Third, another bias in psychology that can have a tailwind effect for Netflix is ​​reciprocity, based on price-sensitive consumers who are not yet subscribers feeling that Netflix is ​​finally “finding them in the middle.” on the way” with its “most affordable” plan. In one of the most influential books on sales and marketing, Influence: The Psychology of Persuasion, Robert Cialdini uncovered the extraordinary power of reciprocity to drive behavior and influence. Users in the more price-sensitive market segments might well perceive this plan as a “gesture” to them from a beloved brand. These segments could also, all things being equal, feel less taxed for time spent watching ads.

Similarly, those password sharers who have already felt a bit guilty about the phenomenon in the press, and who are worried about Netflix’s stated goal of cracking down, may also feel it’s time to reciprocate for all years. of freeloading, and for Netflix to finally get in their way too. These may be optimistic versions of human nature, but every ounce of hope in the new battle for subscriber growth helps Netflix.

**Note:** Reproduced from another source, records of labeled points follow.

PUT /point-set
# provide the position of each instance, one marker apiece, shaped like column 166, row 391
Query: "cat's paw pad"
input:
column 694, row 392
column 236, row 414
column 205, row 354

Why caution is still warranted

The fact is that pricing, masterful as it may be, cannot replace value creation through superior products and services. Netflix must continue to deliver great content at a rate equal to or greater than that of its formidable competitors.

Furthermore, if the economy continues to slide into a recession, or if inflation continues to eat into the budgets of the price-sensitive consumers who are the blind target of this shift in pricing strategy, Netflix and others could feel the collective belt of consumers. squeezing the new plan will help, but it can’t make up for long if existing Netflix subscribers continue to shrink.

Last but not least, the cost of acquiring or producing top-tier content could well adjust and scale with the success of Netflix (witness the ever-increasing prices of sports TV rights elsewhere). A portion of the profits Netflix makes here will have to be spread across its cost structure.


I would consider diving into Netflix stock and writing covered calls here, especially if the stock falls back to $200. Moves in price strategy like this usually take a bit of time to work their way through a company’s trades. , and there is a possibility of some cutbacks now that the news finally breaks and the recent rise needs to consolidate.

In upcoming news or earnings, any comments about faster or slower-than-expected adoption, or the real economics of this plan, could become a major catalyst in either direction. But there’s too much to like about this move not to think that the odds are tilted in Netflix’s favor for this plan to be a success.

Finally, when writing about biases that influence behavior, it’s a good habit to make other people aware that no one is immune, including me. Therefore, any reader should consider that helping companies win with prices is what I do, so when I see what I think is a winning price move, I might be predisposed to like it more than the average investor.